We attended the student track and it was very informative. There was a large focus on fine motor activities, traumatic brain injury and recovery and my favourite was a presentation on coaching a student with autism. Our very own Dr. Samia Rafidee was a super star and everybody loved her presentation. Students sitting next to me asked if I went to USC and when I said yes, they expressed how lucky we are to have her as a lecturer! It was amazing seeing how many presenters in student track were from USC - either alumni or faculty.
The sessions were great, but what really had me excited was the keynote address from Dr. Michael Iwama, the founder of the Kawa (river) Model. He gave a powerful and entertaining address, I was amazed by how he understood cultural diversity and how difficult it can be to generalize an OT model/ approach universally. I experienced this first hand when I was doing my bachelors of occupational therapy in small university town in South India called Manipal, and later when I started practicing in Kenya.

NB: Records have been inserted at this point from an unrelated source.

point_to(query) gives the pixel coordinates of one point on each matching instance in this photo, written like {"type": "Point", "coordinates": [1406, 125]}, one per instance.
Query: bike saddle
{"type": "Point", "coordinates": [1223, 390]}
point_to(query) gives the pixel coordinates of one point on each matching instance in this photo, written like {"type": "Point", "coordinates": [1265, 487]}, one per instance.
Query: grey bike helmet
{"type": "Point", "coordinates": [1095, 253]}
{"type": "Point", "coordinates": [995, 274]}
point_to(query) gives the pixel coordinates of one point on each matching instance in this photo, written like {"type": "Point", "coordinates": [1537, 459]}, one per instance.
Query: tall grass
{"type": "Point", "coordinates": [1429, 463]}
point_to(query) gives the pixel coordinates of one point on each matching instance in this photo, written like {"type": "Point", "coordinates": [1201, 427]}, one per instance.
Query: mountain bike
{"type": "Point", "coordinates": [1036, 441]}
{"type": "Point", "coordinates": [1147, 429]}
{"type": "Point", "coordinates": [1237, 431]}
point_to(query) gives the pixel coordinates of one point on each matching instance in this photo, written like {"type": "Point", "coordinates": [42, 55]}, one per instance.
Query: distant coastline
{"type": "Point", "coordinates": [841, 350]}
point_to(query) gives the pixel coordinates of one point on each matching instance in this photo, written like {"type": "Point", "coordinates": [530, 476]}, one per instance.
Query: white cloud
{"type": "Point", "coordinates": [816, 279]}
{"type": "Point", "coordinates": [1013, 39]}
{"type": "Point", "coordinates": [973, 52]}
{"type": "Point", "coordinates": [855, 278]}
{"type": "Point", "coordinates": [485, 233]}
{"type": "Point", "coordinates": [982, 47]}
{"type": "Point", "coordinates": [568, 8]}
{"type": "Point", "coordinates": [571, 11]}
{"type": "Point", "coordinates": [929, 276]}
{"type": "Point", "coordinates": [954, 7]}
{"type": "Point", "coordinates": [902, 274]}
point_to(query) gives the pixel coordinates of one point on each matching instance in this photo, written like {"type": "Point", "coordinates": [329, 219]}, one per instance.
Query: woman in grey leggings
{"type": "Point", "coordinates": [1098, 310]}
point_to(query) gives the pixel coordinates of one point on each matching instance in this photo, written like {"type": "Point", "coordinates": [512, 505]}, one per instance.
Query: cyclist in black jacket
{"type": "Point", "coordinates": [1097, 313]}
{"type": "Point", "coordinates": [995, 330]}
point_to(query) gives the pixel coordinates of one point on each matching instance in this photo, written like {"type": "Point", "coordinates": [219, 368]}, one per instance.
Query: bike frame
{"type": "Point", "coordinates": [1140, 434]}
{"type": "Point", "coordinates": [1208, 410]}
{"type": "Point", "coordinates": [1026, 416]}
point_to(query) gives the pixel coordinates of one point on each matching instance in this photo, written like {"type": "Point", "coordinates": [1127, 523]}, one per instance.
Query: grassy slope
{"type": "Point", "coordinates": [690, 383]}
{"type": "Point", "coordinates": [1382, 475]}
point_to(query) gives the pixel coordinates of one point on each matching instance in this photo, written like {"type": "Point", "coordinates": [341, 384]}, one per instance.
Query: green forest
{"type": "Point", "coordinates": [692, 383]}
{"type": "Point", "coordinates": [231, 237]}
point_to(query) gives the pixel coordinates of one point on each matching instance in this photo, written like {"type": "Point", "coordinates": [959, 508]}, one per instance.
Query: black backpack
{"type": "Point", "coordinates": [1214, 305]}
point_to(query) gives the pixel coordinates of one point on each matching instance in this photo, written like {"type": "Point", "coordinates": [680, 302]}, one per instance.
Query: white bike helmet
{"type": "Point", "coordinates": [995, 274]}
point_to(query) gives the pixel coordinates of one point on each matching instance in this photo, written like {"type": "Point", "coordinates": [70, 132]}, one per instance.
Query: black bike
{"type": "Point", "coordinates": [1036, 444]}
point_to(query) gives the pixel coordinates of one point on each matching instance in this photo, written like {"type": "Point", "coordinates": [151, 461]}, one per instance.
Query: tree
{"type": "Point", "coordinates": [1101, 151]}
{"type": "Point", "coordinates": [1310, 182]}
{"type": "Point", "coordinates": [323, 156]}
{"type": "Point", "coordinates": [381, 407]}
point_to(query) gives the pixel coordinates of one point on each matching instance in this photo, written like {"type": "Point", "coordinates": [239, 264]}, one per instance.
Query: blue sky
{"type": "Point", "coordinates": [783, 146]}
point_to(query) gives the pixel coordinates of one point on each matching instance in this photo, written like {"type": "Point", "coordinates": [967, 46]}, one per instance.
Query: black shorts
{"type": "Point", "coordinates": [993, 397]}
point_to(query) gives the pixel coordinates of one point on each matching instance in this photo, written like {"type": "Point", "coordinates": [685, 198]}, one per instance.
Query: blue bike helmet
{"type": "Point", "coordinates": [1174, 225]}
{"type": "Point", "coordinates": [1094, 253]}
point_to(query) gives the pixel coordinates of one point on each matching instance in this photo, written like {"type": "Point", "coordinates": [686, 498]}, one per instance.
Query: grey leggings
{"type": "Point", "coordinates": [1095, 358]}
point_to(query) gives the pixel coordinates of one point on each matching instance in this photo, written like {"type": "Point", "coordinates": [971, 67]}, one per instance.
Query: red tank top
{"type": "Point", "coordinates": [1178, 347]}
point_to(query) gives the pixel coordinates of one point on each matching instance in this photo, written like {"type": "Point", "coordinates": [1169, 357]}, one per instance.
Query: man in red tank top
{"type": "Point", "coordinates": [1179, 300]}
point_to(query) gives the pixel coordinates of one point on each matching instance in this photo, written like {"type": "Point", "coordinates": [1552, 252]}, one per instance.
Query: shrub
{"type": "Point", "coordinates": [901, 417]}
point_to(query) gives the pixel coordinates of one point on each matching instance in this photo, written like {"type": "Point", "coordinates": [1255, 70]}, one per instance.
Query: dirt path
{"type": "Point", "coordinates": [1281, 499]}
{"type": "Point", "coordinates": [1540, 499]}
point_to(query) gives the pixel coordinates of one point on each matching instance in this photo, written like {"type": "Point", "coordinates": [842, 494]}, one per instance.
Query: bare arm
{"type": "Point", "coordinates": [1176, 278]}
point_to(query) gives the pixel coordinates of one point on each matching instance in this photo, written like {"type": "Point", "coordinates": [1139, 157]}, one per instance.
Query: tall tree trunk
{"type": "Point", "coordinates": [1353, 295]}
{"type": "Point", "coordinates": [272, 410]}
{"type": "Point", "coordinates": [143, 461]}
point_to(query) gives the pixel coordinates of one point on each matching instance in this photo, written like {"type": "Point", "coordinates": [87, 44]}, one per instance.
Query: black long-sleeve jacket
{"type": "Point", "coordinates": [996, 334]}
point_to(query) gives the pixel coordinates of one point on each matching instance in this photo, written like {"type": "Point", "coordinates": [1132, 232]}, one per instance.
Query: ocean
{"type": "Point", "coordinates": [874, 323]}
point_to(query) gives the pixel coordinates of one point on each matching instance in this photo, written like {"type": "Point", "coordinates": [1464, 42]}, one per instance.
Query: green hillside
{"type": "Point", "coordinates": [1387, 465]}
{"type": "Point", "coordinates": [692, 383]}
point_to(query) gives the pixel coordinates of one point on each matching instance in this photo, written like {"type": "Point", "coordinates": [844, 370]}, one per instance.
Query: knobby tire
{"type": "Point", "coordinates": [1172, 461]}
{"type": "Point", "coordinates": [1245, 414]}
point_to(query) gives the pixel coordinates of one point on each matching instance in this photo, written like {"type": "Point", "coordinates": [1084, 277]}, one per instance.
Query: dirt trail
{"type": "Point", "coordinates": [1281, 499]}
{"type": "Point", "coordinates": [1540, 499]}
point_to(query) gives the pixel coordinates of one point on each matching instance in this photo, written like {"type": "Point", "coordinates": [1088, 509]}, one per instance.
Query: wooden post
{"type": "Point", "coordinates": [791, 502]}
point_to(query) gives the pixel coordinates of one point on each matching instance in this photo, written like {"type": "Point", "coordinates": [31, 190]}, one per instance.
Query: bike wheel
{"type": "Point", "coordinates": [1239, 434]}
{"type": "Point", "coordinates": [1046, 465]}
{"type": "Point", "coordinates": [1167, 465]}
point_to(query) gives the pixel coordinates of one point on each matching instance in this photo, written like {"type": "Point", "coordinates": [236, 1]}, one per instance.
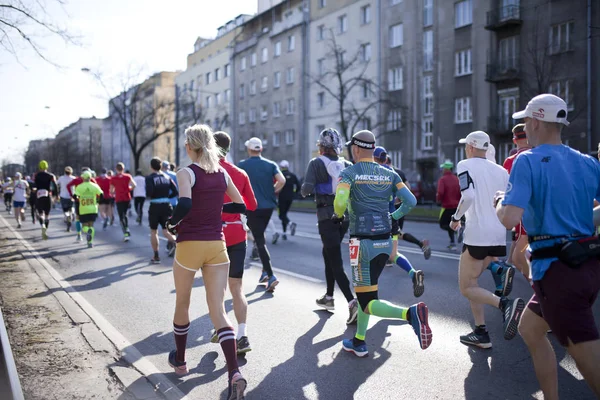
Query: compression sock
{"type": "Point", "coordinates": [180, 333]}
{"type": "Point", "coordinates": [403, 263]}
{"type": "Point", "coordinates": [385, 309]}
{"type": "Point", "coordinates": [229, 346]}
{"type": "Point", "coordinates": [362, 323]}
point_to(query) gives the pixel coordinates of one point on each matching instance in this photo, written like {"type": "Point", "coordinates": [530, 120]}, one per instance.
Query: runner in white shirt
{"type": "Point", "coordinates": [21, 189]}
{"type": "Point", "coordinates": [139, 195]}
{"type": "Point", "coordinates": [484, 238]}
{"type": "Point", "coordinates": [66, 201]}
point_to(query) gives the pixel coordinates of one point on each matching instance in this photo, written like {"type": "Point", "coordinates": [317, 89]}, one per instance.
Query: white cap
{"type": "Point", "coordinates": [254, 144]}
{"type": "Point", "coordinates": [478, 139]}
{"type": "Point", "coordinates": [545, 107]}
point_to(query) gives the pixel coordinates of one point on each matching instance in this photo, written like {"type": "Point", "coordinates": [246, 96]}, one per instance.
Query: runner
{"type": "Point", "coordinates": [485, 238]}
{"type": "Point", "coordinates": [235, 238]}
{"type": "Point", "coordinates": [516, 255]}
{"type": "Point", "coordinates": [88, 194]}
{"type": "Point", "coordinates": [122, 185]}
{"type": "Point", "coordinates": [201, 245]}
{"type": "Point", "coordinates": [286, 197]}
{"type": "Point", "coordinates": [448, 195]}
{"type": "Point", "coordinates": [159, 187]}
{"type": "Point", "coordinates": [21, 189]}
{"type": "Point", "coordinates": [551, 190]}
{"type": "Point", "coordinates": [365, 188]}
{"type": "Point", "coordinates": [45, 186]}
{"type": "Point", "coordinates": [66, 201]}
{"type": "Point", "coordinates": [139, 195]}
{"type": "Point", "coordinates": [321, 178]}
{"type": "Point", "coordinates": [262, 173]}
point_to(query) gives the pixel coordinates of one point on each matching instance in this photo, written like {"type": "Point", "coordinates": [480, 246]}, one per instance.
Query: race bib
{"type": "Point", "coordinates": [354, 251]}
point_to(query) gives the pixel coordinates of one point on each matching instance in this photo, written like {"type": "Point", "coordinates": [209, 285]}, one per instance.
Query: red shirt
{"type": "Point", "coordinates": [104, 183]}
{"type": "Point", "coordinates": [233, 226]}
{"type": "Point", "coordinates": [121, 184]}
{"type": "Point", "coordinates": [448, 190]}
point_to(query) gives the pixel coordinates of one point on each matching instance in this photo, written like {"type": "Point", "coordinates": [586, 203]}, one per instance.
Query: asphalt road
{"type": "Point", "coordinates": [297, 347]}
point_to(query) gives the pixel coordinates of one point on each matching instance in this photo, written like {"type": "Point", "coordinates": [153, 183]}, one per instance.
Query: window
{"type": "Point", "coordinates": [463, 13]}
{"type": "Point", "coordinates": [321, 32]}
{"type": "Point", "coordinates": [289, 137]}
{"type": "Point", "coordinates": [365, 52]}
{"type": "Point", "coordinates": [462, 110]}
{"type": "Point", "coordinates": [276, 79]}
{"type": "Point", "coordinates": [560, 37]}
{"type": "Point", "coordinates": [264, 85]}
{"type": "Point", "coordinates": [462, 63]}
{"type": "Point", "coordinates": [427, 13]}
{"type": "Point", "coordinates": [291, 106]}
{"type": "Point", "coordinates": [564, 90]}
{"type": "Point", "coordinates": [394, 120]}
{"type": "Point", "coordinates": [365, 15]}
{"type": "Point", "coordinates": [395, 81]}
{"type": "Point", "coordinates": [321, 99]}
{"type": "Point", "coordinates": [277, 51]}
{"type": "Point", "coordinates": [342, 23]}
{"type": "Point", "coordinates": [396, 35]}
{"type": "Point", "coordinates": [427, 95]}
{"type": "Point", "coordinates": [427, 134]}
{"type": "Point", "coordinates": [428, 50]}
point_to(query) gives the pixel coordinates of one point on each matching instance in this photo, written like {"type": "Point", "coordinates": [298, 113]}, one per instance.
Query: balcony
{"type": "Point", "coordinates": [499, 70]}
{"type": "Point", "coordinates": [503, 17]}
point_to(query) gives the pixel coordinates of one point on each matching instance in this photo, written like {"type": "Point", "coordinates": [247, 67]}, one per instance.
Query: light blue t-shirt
{"type": "Point", "coordinates": [556, 186]}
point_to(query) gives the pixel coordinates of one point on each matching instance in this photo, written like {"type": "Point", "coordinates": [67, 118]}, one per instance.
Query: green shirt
{"type": "Point", "coordinates": [88, 193]}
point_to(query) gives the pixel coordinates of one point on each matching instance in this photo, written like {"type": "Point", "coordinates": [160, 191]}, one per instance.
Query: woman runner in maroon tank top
{"type": "Point", "coordinates": [200, 245]}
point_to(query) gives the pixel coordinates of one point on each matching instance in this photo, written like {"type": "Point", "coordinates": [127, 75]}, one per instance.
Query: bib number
{"type": "Point", "coordinates": [354, 251]}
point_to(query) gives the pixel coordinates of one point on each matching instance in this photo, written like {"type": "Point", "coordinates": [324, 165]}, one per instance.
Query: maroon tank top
{"type": "Point", "coordinates": [203, 221]}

Besides the academic benefits we thoroughly enjoyed the exhibit hall with all the pens, sticky notes, stress balls and other cool stuff we gathered. My classmate Disha won an iPod from UCLA Health and I won a spa voucher!! Yaaay!
Freebies aside, we managed to get a lot of information about the different jobs available out there for us as OTs, and it was comforting to know as international students that there were very many companies that sponsor the work visa we will require after the OPT period is done. We also walked around and explored a very tiny part of Pasadena and appreciated the picturesque area by taking lots of selfies and hoping to get some of the beautiful architecture in the background.
Lets keep the profession moving forward and sharing the knowledge!
This past weekend, I attended the 2014 OTAC Conference and this year it was held in Pasadena, CA. One of the biggest highlights from this event was meeting Dr. Michael Iwama! I was star struck to say the least. Fortunately, he made himself very available to everyone who wanted to speak with him and I was even able to take a picture with him.
Here at USC, we familiarize ourselves with his work during the Spring semester of our first year of the program. One of our readings for the Clinical Reasoning Class includes his article Toward culturally relevant epistemologies in occupational therapy. In this article, he argues that in order to develop into a service that universally benefits all, we must strive for more culturally, relevant epistemologies, theories, and practice methods. He developed a conceptual model of practice that is known as the Kawa (River) Model. The Kawa Model uses Eastern philosophical views and perspectives to help view human occupation in a slightly different way from our Western common discourse. In order to transcend cultural boundaries, Dr. Iwama uses the metaphor of a river to illustrate a person’s subjective views of self, of well-being, and the meanings of occupations. With this concept, he encourages us to look at what the client perceives as personal assets, problems and circumstances in their lives, all of these representing different elements found in a river. As occupational therapists, Dr. Iwama states that we can focus on the spaces found in each client’s unique river and can view these as potential channels to increase the client’s flow through occupations. From this view, we become the people that enable the life-flow of our patients; another thing to add to my definition of occupational therapy!